Sunday, July 3, 2016

IMPRESSIVE IMPRINTS: Main Line Mysteries

Sometime in the mid 1940s Lippincott introduced their most successful and long-running mystery imprint after abandoning the "Masked Man" idea. Main Line Mysteries made use of a clever logo showing a train engine with smoke trailing out of the smokestack in the form of a question mark with the logo name in a railroad crossing sign. The design also doubles as a stylized skull and cross bones. The series began about 1943, flourished throughout the 1950s and ended sometime around 1967. Authors included such stalwart mystery icons as William Irish, Edmund Crispin, Frances & Richard Lockridge and Patricia Wentworth. They also signed on lesser known writers with fairly long careers such as Paul Whelton and his private eye series featuring Garry Dean and Stewart Sterling who created one of the first arson investigator detectives, Fire Marshall Ben Pedley.

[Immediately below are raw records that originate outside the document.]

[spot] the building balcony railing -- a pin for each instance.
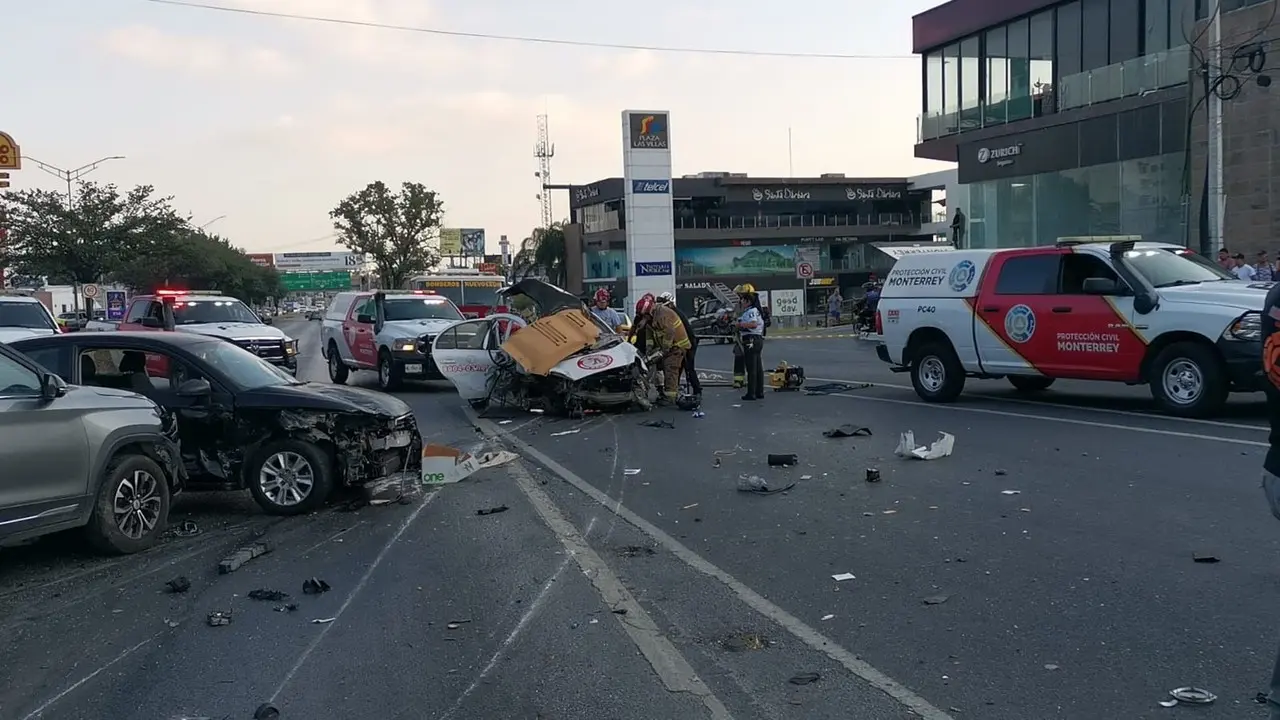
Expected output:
(764, 222)
(1125, 80)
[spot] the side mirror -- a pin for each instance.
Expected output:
(51, 387)
(196, 387)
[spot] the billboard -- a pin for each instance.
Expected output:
(736, 260)
(647, 196)
(318, 260)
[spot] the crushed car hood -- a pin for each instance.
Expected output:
(327, 397)
(233, 331)
(14, 335)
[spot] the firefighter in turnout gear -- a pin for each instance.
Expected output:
(739, 364)
(666, 340)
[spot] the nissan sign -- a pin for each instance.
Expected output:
(1001, 155)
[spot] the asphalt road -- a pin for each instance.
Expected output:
(1055, 548)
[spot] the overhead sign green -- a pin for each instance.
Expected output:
(316, 281)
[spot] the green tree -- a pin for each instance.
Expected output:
(87, 238)
(394, 231)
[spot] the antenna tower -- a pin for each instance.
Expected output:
(544, 151)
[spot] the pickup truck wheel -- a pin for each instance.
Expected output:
(338, 370)
(388, 373)
(1187, 379)
(936, 373)
(132, 506)
(1029, 383)
(289, 477)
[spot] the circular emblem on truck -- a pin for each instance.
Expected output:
(595, 361)
(961, 276)
(1020, 323)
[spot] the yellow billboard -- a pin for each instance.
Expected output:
(451, 241)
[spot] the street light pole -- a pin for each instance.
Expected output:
(71, 177)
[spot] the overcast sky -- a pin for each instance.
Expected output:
(272, 122)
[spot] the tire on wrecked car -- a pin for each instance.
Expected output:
(283, 454)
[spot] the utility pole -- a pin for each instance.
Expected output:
(71, 177)
(544, 151)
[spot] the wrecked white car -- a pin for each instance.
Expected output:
(565, 363)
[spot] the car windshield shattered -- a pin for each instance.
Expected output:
(24, 315)
(420, 309)
(195, 311)
(1171, 267)
(242, 367)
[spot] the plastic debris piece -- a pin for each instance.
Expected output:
(846, 431)
(805, 678)
(315, 586)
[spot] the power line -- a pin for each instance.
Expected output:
(531, 40)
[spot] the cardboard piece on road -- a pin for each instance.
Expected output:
(551, 340)
(443, 465)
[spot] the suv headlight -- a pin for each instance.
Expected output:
(1247, 327)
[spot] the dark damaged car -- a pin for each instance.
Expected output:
(243, 423)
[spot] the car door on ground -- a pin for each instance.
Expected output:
(44, 449)
(462, 354)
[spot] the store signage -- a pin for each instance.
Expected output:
(873, 194)
(650, 187)
(653, 269)
(1001, 155)
(767, 195)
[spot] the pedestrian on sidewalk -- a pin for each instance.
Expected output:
(1271, 464)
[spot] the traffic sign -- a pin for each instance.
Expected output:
(10, 155)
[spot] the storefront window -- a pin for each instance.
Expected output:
(997, 77)
(1019, 71)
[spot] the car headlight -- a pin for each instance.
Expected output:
(1247, 327)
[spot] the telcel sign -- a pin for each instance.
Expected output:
(1001, 155)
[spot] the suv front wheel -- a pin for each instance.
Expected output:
(132, 506)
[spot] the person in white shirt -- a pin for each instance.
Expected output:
(1243, 270)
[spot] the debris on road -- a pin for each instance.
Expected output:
(315, 586)
(846, 431)
(178, 584)
(782, 459)
(805, 678)
(241, 556)
(940, 447)
(758, 486)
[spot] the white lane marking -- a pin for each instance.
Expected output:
(50, 702)
(355, 591)
(1045, 404)
(754, 600)
(667, 662)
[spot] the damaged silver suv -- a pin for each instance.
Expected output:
(242, 422)
(97, 459)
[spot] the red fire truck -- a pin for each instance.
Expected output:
(474, 292)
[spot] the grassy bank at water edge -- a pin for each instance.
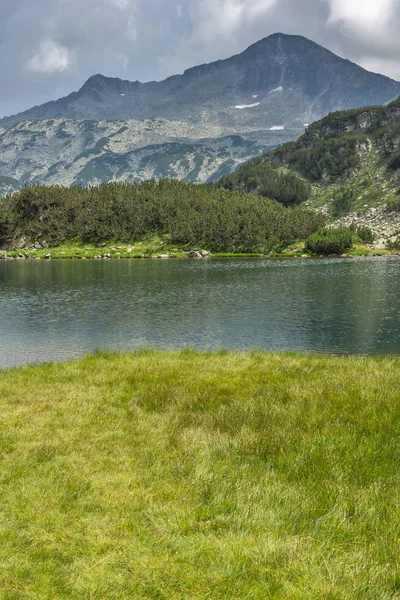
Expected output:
(191, 476)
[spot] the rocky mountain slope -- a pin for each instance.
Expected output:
(280, 80)
(352, 161)
(196, 127)
(89, 152)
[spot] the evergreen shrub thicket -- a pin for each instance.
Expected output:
(267, 180)
(330, 241)
(190, 214)
(365, 234)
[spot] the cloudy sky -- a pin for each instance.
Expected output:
(48, 48)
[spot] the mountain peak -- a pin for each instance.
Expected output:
(280, 80)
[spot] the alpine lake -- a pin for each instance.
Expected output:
(60, 310)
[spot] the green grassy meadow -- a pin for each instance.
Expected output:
(176, 475)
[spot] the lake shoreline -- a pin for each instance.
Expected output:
(118, 252)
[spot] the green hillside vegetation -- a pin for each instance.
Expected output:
(351, 160)
(186, 476)
(190, 215)
(267, 180)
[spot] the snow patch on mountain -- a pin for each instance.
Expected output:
(242, 106)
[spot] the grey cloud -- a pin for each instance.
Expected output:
(48, 48)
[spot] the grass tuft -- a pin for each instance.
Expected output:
(177, 475)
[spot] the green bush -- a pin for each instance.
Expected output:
(331, 158)
(393, 205)
(330, 241)
(269, 181)
(191, 214)
(394, 163)
(365, 234)
(394, 244)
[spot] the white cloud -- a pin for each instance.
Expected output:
(50, 59)
(216, 19)
(361, 13)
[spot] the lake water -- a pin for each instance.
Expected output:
(65, 309)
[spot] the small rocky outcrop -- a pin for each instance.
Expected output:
(199, 254)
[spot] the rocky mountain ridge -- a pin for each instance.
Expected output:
(198, 126)
(279, 80)
(352, 161)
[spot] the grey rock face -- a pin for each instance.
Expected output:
(274, 82)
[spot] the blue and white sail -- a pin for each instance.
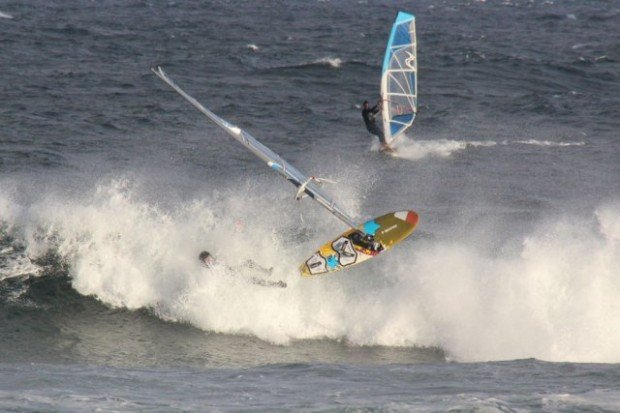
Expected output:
(399, 80)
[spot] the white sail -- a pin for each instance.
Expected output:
(399, 80)
(272, 159)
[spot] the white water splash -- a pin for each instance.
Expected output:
(554, 299)
(334, 62)
(442, 148)
(547, 143)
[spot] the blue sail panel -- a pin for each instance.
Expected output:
(399, 77)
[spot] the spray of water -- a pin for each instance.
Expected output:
(556, 298)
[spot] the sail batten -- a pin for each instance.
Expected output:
(399, 88)
(273, 160)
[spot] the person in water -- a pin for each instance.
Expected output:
(209, 261)
(369, 114)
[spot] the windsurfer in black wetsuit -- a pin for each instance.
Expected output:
(209, 261)
(369, 114)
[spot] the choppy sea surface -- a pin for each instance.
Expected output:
(506, 298)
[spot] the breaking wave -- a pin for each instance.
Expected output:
(553, 298)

As a publisher that began with nursing textbooks it should come as no surprise that the editors were drawn to medical mysteries and detective novels with hospital settings. I found a slew of them in my research and added a few of the DJs from those books to the assortment below. Can't be a coincidence, IMO.

After-Dinner Story (1944)
Darkness of Slumber (1944)

Deadline at Dawn (1944)
Call the Lady Indiscreet (1946)

The Dancing Detective (1946)
Rx for Murder (1946)

Angels Are Painted Fair (1947)
The Main Line Mysteries logo appeared on the DJ spine panel, spine of book, and the title page

Blood Is a Beggar (1946)
Where There's Smoke (1946)
Dead and Dumb (1947)
published in the UK under its better known title: Swan Song
Dead Wrong (1947)
Dead Man Blues (1948)
Diagnosis: Homicide (1950)
An Edgar Award winner for Best Short Story
The Ivory Dagger (1951)
Ladies' Bane (1952)

Death and the Gentle Bull (1954)

Live Bait for Murder (1955)
Murder Is Insane (1956)
The Cactus Shroud (1957)
Death Paints a Portrait (1958)
Clues for Dr. Coffee (1964)
Murder Can't Wait (1964)

5 comments:

  1. Excellent. Can I assume MurdeI Is Insane has some connection to an insane asylum?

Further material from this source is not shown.